Spring turned to summer and with the end of the school year Elsie retreated back up the rocky hillside where she remained, for the most part, in solitude. She would ride Applesauce into town whenever her father gave her a little money for sugar, flour and coffee or the other incidentals that could not be wrung from the farm. She would sometimes run into classmates who might react with anything from a modest wave, to unacknowledged indifference, to outright insult, depending on who the classmate might be. Elsie’s hide was now plenty tough and she took each response in stride. Neither her nor her father ever attended church again since the day they buried her mother, though they would on occasion make it a point, when in town, to lay flowers on her grave in the churchyard. These weren’t her only visitations however. On more than one morning, Minister Crowley had had to rouse Frank Meyer from a shivering, drunken slumber after he had wandered from the woods like an injured animal in the middle of the night, to collapse forlorn at the foot of Carra’s grave.

For the next couple of years, schooldays and summers came and went, all the while Elsie enduring taunts and ridicule, scorn and indignation or the utter dismissiveness of her classmates. Over that time she grew evermore inwardly hostile, evermore outwardly unflappable. She had good days and bad days as do we all but her number of good days unfairly diminished with each passing year, until the horror of her homelife made the misery of her schooldays seem almost welcome by comparison.

At least her father couldn’t get at her while she was in the classroom. Drunkenness was now his waking state and he spent most of his time tending his still, cooking the corn mash, selling off what little he didn’t drink himself. In spite of this he managed to create a minor industry which was necessary to provide the income required to buy seed and feed and essentials for farm and home, though those were never now his motivations. He no longer held such noble aspirations and the lion’s share of the money was frittered away on gambling with other layabouts or tobacco. He had increasingly left Elsie on her own to fend for the farm and in doing so she had gained a healthy handle on the workings of the entire operation. It wasn’t much of a farm but she kept it productive enough to feed them both, with what money she was allowed providing for the balance of their necessities. She had learned to budget well and always made sure she had enough left over for coal oil to keep herself out of the dark. Elsie wasn’t afraid of most anything but she was afraid of the dark.

It was in darkness that her father first came to her bed. It had been some time since any remaining good had finally been gutted from Frank Meyer and now he was left with a sinister pickled brain, preserved in an alcohol brine of bitterness, loneliness and gloom.
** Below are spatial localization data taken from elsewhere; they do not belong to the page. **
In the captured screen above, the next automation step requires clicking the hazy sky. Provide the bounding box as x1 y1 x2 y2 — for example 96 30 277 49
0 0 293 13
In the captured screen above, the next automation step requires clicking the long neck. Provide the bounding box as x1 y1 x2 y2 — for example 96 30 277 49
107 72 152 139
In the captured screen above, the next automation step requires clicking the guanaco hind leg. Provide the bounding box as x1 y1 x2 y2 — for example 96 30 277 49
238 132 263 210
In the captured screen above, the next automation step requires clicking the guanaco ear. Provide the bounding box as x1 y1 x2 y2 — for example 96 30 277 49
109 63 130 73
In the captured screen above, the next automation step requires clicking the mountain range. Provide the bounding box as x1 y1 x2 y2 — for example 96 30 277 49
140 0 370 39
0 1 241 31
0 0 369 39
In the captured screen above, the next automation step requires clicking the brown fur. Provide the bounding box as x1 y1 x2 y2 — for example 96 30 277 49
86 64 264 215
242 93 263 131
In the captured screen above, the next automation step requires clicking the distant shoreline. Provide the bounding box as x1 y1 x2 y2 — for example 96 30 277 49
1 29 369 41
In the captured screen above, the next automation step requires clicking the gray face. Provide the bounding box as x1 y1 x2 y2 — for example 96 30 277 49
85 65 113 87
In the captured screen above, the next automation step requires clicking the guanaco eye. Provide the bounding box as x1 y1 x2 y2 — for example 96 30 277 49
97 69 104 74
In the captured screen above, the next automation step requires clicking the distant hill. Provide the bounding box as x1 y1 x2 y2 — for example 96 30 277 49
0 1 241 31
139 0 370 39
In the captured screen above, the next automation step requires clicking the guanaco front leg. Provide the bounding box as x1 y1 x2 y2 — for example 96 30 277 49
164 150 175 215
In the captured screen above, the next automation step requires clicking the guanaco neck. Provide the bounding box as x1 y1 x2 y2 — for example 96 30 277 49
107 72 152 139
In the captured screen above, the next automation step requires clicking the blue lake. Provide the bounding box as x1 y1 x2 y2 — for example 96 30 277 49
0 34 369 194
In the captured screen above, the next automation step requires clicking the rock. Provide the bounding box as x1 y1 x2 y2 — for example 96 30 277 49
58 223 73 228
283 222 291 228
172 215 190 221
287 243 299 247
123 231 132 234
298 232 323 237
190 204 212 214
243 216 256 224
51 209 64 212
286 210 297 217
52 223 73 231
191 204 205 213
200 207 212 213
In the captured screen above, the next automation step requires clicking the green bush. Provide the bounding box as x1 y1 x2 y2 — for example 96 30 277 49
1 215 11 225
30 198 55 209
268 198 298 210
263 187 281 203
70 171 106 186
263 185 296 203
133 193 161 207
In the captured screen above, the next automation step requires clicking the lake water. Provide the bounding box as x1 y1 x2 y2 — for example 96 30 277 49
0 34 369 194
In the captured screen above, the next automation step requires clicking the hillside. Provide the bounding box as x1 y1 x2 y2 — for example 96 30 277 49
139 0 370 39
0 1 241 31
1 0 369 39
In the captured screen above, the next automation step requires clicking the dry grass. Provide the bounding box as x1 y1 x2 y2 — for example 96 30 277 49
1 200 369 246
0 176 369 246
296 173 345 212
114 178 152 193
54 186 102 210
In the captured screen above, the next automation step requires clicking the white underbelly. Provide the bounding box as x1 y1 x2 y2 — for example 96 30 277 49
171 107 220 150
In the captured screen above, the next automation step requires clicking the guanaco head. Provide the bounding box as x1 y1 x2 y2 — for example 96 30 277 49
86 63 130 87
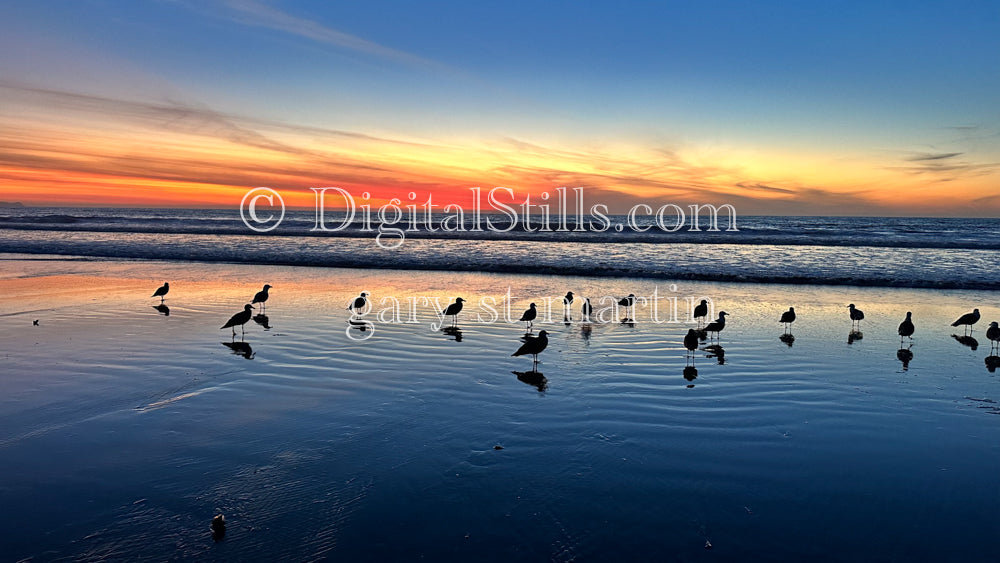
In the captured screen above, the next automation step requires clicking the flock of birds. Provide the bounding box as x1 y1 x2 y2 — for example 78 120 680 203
151 282 1000 376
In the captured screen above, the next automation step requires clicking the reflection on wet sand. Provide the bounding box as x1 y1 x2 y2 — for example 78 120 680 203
704 344 725 365
952 334 978 351
513 370 547 392
441 326 463 342
222 339 254 359
683 365 698 387
896 346 914 370
253 313 271 329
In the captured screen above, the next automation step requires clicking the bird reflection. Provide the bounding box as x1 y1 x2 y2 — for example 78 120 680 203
683 365 698 386
252 314 271 329
580 323 592 343
779 333 795 347
152 304 170 316
222 340 255 359
513 370 547 392
951 334 978 350
704 344 725 365
848 330 863 344
347 319 371 332
896 346 914 370
441 326 463 342
985 356 1000 373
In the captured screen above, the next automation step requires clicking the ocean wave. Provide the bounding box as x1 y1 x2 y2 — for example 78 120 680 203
1 229 998 290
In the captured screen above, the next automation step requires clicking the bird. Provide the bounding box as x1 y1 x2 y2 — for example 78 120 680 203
703 312 728 341
581 298 593 322
563 291 575 320
251 284 271 312
848 304 864 330
32 319 39 326
512 329 548 369
348 292 368 313
618 293 636 320
519 303 538 330
221 304 254 336
951 308 980 335
442 297 465 326
986 321 1000 351
684 328 700 361
898 312 915 344
779 307 796 333
151 282 169 303
693 299 709 328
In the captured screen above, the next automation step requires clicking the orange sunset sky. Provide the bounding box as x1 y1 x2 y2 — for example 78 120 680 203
1 1 998 216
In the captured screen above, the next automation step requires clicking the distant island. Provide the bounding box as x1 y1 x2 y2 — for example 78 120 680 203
0 202 25 208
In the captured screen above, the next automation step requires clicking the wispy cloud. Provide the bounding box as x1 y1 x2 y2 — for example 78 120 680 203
212 0 443 70
890 150 998 180
906 152 963 162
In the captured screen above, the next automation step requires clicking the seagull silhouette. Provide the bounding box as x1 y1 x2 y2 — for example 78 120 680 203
348 292 368 313
951 308 980 335
519 303 538 330
703 312 728 341
618 294 636 321
563 291 574 320
151 282 169 303
898 311 915 344
684 328 700 364
848 304 864 330
779 307 796 333
221 304 254 336
693 299 709 328
252 284 271 313
512 330 548 369
986 321 999 352
442 297 465 326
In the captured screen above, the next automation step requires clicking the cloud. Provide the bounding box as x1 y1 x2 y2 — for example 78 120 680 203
906 152 962 161
890 150 998 179
212 0 443 70
734 182 797 195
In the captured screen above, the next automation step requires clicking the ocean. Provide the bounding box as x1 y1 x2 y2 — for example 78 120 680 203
2 208 999 289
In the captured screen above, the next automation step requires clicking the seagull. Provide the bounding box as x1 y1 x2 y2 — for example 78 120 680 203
442 297 465 326
951 308 980 335
703 312 728 341
221 304 254 336
581 298 593 322
898 311 915 344
348 292 369 313
693 299 709 328
618 293 636 320
848 304 864 330
151 282 169 303
519 303 538 330
779 307 796 333
563 291 574 320
512 329 548 369
986 321 999 351
251 284 271 313
684 328 700 362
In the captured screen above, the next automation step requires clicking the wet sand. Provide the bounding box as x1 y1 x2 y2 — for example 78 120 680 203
2 254 1000 560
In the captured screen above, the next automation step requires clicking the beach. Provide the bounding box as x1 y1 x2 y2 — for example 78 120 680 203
2 254 1000 560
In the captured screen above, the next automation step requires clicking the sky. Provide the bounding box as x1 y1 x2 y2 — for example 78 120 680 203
0 0 998 215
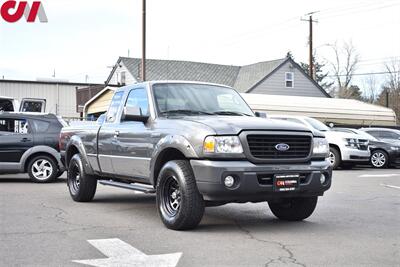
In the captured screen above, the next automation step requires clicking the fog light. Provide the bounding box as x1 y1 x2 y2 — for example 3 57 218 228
320 174 326 185
224 176 235 188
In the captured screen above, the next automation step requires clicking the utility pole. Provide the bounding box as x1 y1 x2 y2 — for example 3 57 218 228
301 12 318 80
386 89 389 108
141 0 146 82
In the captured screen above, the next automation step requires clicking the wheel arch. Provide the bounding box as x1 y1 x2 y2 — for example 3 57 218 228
24 152 59 172
329 144 341 158
20 146 63 172
151 147 188 186
65 136 94 175
150 135 198 186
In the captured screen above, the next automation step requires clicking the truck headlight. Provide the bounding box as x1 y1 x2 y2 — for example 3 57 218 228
313 138 329 158
203 136 243 154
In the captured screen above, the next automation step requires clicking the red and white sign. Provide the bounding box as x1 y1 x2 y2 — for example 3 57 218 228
0 1 48 23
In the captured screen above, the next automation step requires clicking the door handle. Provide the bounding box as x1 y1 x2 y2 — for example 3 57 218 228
21 138 31 143
114 131 120 138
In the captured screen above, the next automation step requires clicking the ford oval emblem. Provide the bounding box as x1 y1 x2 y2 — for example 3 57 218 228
275 143 290 152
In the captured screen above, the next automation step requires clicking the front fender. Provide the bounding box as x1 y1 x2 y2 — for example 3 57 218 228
65 136 94 175
149 135 199 185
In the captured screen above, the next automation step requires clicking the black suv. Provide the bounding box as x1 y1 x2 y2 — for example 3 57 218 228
0 113 66 182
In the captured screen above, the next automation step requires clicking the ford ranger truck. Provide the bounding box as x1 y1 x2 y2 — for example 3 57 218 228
60 81 332 230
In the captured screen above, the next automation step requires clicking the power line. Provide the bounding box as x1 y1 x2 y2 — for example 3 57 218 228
318 0 399 16
328 71 394 77
318 2 400 20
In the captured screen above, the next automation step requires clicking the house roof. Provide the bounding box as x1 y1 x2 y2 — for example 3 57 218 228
234 58 286 92
106 57 330 97
108 57 240 87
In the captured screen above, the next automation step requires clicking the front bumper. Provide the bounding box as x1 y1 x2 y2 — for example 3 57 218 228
341 148 370 162
190 159 332 202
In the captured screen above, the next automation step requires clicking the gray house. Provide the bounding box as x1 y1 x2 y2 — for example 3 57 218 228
106 56 330 98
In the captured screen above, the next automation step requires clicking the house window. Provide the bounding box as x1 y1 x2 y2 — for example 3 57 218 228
285 72 294 88
120 71 126 85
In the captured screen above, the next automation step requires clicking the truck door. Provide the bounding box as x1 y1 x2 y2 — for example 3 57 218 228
0 117 34 163
97 91 125 175
111 87 152 180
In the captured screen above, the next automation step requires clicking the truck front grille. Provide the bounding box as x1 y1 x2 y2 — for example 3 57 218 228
247 135 312 160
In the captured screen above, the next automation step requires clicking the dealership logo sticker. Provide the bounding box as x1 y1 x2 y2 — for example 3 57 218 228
0 1 48 23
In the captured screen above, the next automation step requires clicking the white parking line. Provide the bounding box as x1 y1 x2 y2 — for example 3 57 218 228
380 184 400 190
359 174 400 178
73 238 182 267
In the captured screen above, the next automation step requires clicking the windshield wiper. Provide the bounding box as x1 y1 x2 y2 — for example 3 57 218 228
160 110 213 116
212 111 252 117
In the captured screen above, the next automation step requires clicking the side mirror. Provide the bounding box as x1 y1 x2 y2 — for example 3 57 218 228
122 106 149 123
255 111 267 118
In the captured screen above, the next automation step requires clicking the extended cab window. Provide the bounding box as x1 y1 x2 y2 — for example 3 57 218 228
125 88 149 116
0 118 30 134
106 91 124 122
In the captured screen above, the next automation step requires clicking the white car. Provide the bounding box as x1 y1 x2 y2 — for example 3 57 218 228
269 115 370 169
0 96 46 113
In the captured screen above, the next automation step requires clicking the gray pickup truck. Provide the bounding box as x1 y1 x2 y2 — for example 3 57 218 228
60 81 332 230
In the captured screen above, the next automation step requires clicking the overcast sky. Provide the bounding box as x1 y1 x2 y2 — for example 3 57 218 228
0 0 399 88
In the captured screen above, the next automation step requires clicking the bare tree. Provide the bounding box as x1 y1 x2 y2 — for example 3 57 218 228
384 59 400 92
378 59 400 124
362 75 380 103
327 41 360 98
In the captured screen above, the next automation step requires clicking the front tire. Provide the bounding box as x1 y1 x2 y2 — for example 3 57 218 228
329 147 341 170
370 150 389 168
28 155 58 183
67 154 97 202
268 197 318 221
156 160 205 230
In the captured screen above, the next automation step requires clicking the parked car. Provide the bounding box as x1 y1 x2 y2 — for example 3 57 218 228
0 112 66 182
360 128 400 146
333 128 400 168
269 115 370 169
0 96 46 113
60 81 332 230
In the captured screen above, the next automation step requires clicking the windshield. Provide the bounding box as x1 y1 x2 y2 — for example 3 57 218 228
304 118 330 132
354 130 378 141
153 83 254 117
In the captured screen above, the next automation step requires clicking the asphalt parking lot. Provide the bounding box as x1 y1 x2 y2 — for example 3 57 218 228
1 169 399 267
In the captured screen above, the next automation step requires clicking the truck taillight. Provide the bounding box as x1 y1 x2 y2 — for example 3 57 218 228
59 132 64 151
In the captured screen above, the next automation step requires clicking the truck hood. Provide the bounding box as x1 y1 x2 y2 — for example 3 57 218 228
180 116 315 136
324 131 362 140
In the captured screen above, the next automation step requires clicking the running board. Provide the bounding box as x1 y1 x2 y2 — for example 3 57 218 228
99 180 156 194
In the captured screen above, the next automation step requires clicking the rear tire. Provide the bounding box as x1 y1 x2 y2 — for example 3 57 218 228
28 155 58 183
268 197 318 221
67 154 97 202
156 160 204 230
329 147 341 170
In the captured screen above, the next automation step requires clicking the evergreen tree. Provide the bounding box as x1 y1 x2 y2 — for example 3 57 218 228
301 57 334 92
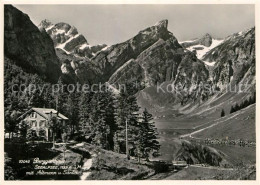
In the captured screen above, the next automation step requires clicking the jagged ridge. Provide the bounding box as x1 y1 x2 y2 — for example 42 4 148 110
39 19 107 59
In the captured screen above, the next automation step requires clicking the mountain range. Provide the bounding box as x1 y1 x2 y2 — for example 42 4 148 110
4 4 255 118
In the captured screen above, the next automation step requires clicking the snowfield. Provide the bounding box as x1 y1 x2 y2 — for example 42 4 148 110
79 43 90 50
185 39 224 60
204 61 216 67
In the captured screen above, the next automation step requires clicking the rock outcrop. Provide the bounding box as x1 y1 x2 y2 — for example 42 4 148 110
181 33 213 48
39 20 107 59
174 140 229 167
4 5 61 82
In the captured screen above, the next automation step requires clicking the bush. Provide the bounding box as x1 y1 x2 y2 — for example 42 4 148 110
38 128 46 141
151 161 170 173
4 153 16 180
69 132 88 142
26 129 38 142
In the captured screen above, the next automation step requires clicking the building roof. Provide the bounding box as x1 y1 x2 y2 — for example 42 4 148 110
18 107 69 120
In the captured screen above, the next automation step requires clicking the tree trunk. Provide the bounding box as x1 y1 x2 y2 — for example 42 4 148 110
71 125 74 135
52 133 55 149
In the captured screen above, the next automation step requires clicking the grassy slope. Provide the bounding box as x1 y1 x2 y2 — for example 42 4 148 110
152 92 253 130
153 103 255 167
186 104 256 167
165 165 256 180
212 145 256 166
193 104 255 141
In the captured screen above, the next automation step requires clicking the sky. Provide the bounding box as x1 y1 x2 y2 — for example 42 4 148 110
14 4 255 46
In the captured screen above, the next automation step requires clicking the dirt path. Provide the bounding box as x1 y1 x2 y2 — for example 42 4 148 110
69 143 94 180
189 164 234 171
80 158 93 180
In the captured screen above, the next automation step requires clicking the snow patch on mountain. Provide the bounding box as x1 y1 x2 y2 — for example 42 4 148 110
45 25 54 32
39 20 107 59
179 39 197 44
186 39 224 60
56 29 65 34
80 43 90 50
204 61 216 66
101 46 110 51
56 34 80 52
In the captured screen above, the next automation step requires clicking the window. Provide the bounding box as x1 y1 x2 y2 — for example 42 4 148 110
31 120 37 127
31 112 37 118
39 120 45 127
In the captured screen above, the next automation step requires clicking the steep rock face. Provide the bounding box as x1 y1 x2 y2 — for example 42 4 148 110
109 38 208 88
202 28 255 89
179 28 255 121
4 5 61 82
103 20 210 113
39 20 107 59
84 20 175 83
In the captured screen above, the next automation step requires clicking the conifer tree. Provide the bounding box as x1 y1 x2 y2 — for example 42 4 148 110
64 92 80 134
78 92 92 136
221 109 225 117
48 116 62 147
5 111 19 139
19 120 29 139
88 92 109 148
230 106 235 114
54 77 68 113
234 103 240 112
249 96 254 105
252 92 256 103
136 108 160 161
28 88 45 108
100 90 116 150
114 84 140 155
The deplorable visits had begun without infliction on a frigid winter night when he had simply come to her bed and collapsed. But soon the callings came more often, not only on cold winter nights but hot summer ones too. It now seemed that every incident in poor Elsie’s life was a trial, designed to steel her further against future injury. Her soul was becoming a dark and cagey place where misery and mirth mingled in the foul and brackish sludge of revenge. She grew quick-witted, conniving and masterful at evasion. She now plotted and schemed and daydreamed of a method for killing her father. She had been alone in spirit ever since her mother had died and she now longed to be alone in actuality. She knew she was still too young to be left unattended should something happen to her father at present but in a year or two things would be different. She waited and she endured, knowing full well her day would come and that she would be its author.